For individuals and businesses, chaos, as Lord Baelish of Game of Thrones would say, is a ladder. This crisis is exposing institutions that previously seemed venerable to be precarious. Warren Buffett, the renowned investor, has said that when the tide goes out you find out ‘who is swimming naked.’ The tide has retreated and we are starting to see some naked swimmers. Restaurants have been the first to fall (and for a particularly interesting take on this I highly recommend this interview with Nick Kokonas of Alinea fame), but everything will be impacted. Unless there are going to be monthly bailouts, untouchable titans will be felled. It’s sad in many ways, but in that tragedy comes opportunity. New businesses will rise from the ashes. What form they take is anybody’s guess.
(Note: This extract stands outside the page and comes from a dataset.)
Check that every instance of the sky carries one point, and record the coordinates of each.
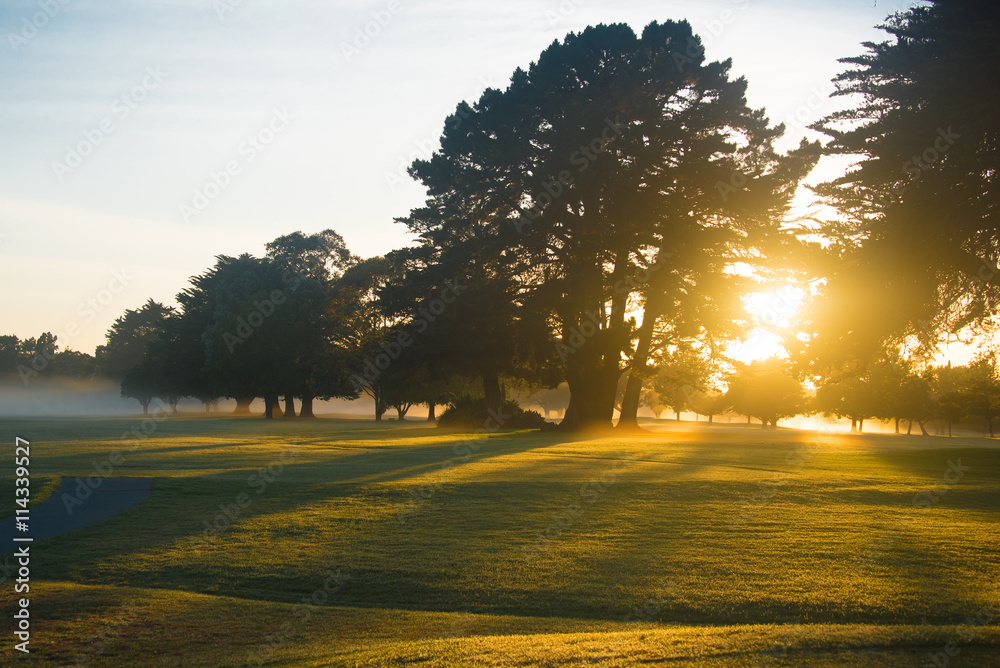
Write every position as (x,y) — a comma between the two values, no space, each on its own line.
(139,140)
That process, in many ways, is natural. The market is a competition for resources in the same way that all life is a competition for food. Fire and flood are natural parts of many ecosystems. Remember the fire in the Disney classic, ‘Bambi’? With the following spring came blooms even more bountiful than before. In the same way, the fires of the business cycle downturn make way for the blooms of the next. It is for the entrepreneurs of tomorrow to decide what those blooms look like. The only thing we can do now is make sure the transition phase is as painless as possible and that the regrowth phase has the fewest obstacles we can give it.

For a more comprehensive report check out infrastructurereportcard.org

Government response is a bit trickier. Every policy has a downside, but there are some things that we KNOW we can do better. US Healthcare, for example, leaves much to be desired. A light has been shone down on it particularly brightly by this situation and that bright light should be able to help us understand what parts are most in need of improvement. The biggest opportunity for government improvement, though, might lie in infrastructure. Our entire infrastructure is desperately in need of updating, repair, and expansion.
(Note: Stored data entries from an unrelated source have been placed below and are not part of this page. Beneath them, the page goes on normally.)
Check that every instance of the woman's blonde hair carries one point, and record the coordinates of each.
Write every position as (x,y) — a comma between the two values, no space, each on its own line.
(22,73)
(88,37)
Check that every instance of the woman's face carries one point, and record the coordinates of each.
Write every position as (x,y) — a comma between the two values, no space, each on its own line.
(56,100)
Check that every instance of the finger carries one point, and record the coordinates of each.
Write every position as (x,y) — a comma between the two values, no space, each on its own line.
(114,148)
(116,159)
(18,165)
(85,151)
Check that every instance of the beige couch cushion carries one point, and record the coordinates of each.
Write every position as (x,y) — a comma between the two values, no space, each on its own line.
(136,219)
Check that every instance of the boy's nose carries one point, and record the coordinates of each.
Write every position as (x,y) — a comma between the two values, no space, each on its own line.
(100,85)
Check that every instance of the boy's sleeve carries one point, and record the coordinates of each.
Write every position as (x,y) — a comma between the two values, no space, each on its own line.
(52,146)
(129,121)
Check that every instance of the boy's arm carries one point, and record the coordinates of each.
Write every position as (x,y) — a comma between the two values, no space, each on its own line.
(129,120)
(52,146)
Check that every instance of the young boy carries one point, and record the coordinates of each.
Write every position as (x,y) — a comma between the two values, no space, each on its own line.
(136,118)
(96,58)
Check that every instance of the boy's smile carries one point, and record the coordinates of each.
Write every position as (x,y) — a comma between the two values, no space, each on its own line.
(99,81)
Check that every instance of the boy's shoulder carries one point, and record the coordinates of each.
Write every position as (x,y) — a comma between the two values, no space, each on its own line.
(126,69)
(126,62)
One of the biggest obstacles to improving that infrastructure, though, has nothing to do with the construction itself. It’s a wall of paperwork. A pipe or a railroad will be laid across many jurisdictions, each with their own set of regulations and their own set of government departments that need to be worked with. This process takes an enormous amount of time, and that’s before you even consider the effects of NIMBYism. You could have a perfectly well-thought-out plan to build a railroad, but if there’s a majority from a single municipality blocking it, the whole thing could be put in jeopardy. There are many benefits from the governmental experimentation that takes place under our federalist system of government, but building infrastructure is not one of them.
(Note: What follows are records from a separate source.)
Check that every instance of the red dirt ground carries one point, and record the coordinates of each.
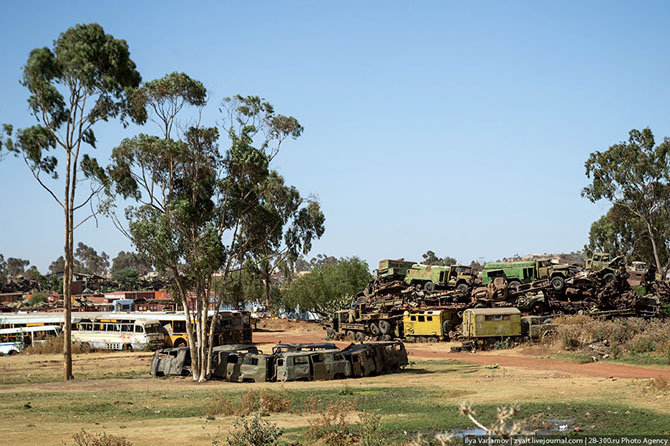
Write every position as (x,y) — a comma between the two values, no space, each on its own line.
(440,351)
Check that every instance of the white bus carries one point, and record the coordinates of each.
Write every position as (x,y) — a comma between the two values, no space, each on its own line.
(14,340)
(135,334)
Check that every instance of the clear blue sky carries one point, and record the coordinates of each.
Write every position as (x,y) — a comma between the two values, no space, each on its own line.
(460,127)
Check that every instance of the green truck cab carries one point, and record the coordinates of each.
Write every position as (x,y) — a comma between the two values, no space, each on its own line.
(517,273)
(393,269)
(484,326)
(602,261)
(430,277)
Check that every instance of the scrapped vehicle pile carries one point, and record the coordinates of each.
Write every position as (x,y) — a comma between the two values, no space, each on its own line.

What does this have to do with our current situation? I would posit that the number of municipalities that would protest to the consolidation of infrastructure planning would be a small fraction of that of normal times and that if we included a Federal lifeline extended to cities in states in dire financial straits would bring that pretty damn close to zero. It’s one opportunity I would venture to say that is too good to…pass up.